同任命を確定するためには、当該裁判官が適格であると審査人が判断したかどうかが明らかにされなければならない。それにもかかわらず、国民審査法15条1項は、罷免を可としない裁判官については投票用紙の当該裁判官に対する記載欄に何らの記載をしないで投票しなければならないと規定している。同項によっては、審査人が当該裁判官を適格と判断したかどうかは明らかにならない。よって、同項は、79条2項ないし4項に反し違憲である。
第2 設問2
1 被告側の反論
(1) 国民審査制は解職の制度である。なぜなら、79条3項が「罷免される」と規定するからである。
(2) 解職の制度であるとすると、審査人が当該裁判官につき罷免を可と判断しているかどうかが分かれば足りる。国民審査法15条1項は、罷免を可とする裁判官については、投票用紙の当該裁判官に対する記載欄に×を記載すると規定しており、審査人が当該裁判官につき罷免を可と判断しているかどうかが分かる。よって、同項は合憲である。
2 私見
(1) 国民審査制は解職の制度である。なぜなら、79条3項が「罷免される」と規定するからである。
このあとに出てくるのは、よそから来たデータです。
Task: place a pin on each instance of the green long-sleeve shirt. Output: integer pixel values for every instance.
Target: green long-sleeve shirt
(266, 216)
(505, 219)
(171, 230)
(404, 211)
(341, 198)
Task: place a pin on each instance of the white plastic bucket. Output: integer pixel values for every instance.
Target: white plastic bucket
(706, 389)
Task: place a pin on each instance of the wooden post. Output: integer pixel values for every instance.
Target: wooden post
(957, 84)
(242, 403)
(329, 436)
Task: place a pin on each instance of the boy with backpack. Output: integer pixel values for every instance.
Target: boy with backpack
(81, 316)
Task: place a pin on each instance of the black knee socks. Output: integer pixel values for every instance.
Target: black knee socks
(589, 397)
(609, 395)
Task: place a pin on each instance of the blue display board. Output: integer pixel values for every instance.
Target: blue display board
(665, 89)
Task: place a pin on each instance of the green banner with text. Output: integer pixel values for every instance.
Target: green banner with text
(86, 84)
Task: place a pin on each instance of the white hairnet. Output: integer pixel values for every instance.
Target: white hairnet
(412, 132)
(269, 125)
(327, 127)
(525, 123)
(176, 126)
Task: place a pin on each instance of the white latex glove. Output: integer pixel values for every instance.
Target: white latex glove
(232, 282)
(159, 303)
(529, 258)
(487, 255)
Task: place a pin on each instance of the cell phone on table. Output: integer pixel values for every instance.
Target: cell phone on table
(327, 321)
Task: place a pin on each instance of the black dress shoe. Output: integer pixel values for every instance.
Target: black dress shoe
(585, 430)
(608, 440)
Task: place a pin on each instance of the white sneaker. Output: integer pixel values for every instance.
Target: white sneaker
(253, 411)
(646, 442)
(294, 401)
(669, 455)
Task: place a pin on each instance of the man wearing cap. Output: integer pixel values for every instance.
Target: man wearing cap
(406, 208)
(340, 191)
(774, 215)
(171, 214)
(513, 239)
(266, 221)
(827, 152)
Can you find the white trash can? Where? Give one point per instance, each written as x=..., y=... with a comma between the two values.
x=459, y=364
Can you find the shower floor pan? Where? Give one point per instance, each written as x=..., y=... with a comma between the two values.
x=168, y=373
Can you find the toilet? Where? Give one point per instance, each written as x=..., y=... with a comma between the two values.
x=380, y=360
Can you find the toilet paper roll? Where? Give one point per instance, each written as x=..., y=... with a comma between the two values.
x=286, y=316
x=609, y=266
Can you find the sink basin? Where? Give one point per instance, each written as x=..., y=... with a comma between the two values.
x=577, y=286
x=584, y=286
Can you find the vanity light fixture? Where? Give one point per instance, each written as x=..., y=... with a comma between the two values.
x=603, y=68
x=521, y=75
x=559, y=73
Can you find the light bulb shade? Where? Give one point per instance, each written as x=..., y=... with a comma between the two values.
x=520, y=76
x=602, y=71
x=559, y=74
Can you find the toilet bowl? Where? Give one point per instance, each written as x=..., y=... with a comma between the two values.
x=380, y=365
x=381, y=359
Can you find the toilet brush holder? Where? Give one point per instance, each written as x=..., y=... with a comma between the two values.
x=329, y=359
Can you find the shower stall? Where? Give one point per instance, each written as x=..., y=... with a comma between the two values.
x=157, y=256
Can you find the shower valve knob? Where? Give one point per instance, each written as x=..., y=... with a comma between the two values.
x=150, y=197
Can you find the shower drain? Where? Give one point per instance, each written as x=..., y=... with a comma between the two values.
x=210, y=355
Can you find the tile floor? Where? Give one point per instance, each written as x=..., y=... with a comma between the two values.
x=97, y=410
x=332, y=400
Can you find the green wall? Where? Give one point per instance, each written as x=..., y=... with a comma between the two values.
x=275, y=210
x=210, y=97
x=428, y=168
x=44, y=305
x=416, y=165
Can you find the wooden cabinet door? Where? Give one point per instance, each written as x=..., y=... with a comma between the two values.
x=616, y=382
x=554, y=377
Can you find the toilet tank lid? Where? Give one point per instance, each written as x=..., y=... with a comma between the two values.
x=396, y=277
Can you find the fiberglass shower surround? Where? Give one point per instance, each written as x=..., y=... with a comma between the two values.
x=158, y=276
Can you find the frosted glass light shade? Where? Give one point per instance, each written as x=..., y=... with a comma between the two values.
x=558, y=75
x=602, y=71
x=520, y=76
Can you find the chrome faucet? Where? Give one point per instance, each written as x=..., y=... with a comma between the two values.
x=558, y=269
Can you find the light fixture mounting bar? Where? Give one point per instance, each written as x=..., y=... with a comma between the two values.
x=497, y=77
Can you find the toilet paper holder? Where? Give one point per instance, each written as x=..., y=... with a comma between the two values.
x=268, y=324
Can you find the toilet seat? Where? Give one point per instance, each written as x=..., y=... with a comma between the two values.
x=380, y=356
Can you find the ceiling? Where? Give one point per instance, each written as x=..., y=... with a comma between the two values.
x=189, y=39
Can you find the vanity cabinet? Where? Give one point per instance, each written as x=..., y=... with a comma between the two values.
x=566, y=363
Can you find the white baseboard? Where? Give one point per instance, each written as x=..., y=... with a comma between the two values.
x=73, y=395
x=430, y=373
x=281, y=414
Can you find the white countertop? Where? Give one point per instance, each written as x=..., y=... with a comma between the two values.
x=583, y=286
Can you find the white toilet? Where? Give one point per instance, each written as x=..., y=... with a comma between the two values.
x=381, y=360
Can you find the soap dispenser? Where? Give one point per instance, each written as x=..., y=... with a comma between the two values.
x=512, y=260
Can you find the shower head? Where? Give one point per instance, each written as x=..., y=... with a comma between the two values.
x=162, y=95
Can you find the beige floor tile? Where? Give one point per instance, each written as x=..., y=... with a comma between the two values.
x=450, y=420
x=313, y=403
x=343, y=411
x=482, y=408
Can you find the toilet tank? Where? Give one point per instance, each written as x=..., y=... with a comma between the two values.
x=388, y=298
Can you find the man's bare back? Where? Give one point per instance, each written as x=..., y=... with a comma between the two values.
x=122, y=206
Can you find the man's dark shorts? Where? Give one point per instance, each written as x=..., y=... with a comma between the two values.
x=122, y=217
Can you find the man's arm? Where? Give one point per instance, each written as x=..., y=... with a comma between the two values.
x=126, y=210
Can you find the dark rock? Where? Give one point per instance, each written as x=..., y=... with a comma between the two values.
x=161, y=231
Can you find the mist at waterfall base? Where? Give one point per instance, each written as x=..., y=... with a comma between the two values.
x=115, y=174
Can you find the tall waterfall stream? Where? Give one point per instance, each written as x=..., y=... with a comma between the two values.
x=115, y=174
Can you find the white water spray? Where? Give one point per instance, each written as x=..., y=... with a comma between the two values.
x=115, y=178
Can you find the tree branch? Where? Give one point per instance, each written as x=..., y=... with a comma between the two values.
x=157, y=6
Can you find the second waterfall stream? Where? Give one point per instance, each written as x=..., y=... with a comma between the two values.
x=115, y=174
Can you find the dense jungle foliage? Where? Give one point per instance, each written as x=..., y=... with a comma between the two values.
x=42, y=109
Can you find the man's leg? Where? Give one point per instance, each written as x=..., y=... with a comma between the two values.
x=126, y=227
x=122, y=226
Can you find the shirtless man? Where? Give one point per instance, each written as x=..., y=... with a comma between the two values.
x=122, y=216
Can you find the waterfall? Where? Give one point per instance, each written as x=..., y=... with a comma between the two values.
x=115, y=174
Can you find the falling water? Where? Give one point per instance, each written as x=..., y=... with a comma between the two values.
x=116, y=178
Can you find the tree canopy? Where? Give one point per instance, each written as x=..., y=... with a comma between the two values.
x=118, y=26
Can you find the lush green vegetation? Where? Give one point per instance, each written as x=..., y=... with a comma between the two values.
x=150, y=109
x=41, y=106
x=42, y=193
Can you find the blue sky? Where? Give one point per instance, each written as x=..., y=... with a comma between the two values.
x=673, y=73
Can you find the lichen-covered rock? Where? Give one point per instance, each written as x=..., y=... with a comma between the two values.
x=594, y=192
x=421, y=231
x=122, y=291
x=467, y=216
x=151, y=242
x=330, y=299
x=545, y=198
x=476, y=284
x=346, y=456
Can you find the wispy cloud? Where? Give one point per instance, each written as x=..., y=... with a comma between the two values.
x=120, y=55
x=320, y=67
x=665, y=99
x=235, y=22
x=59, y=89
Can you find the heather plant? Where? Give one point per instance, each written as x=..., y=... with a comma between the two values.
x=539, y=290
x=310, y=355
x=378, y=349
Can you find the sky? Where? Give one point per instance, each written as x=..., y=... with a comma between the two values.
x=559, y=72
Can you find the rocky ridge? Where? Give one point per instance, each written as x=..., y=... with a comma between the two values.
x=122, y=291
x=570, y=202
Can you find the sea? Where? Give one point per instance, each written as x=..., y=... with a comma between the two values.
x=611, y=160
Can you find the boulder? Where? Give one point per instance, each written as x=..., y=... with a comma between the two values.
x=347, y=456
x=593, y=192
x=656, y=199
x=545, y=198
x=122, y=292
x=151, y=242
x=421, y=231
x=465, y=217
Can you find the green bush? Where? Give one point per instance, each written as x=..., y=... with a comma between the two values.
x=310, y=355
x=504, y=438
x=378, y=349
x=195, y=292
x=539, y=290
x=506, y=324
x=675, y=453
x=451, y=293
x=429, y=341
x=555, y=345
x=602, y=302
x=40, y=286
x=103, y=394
他方、原告は、同制度の性格につき、任命を確定するものとする。しかし、79条2項は、最初の審査後10年を経過した後にも審査するものと規定している。最初の審査により任命は確定されているから、原告の理解では、10年経過後の審査を説明できない。よって、同制度を任命を確定するものと解することは妥当でない。
(2) 解職の制度であるとすると、審査人が当該裁判官につき罷免を可と判断しているかどうかが分かれば足りる。国民審査法15条1項は、罷免を可とする裁判官については、投票用紙の当該裁判官に対する記載欄に×を記載すると規定しており、審査人が当該裁判官につき罷免を可と判断しているかどうかが分かる。よって、同項は合憲である。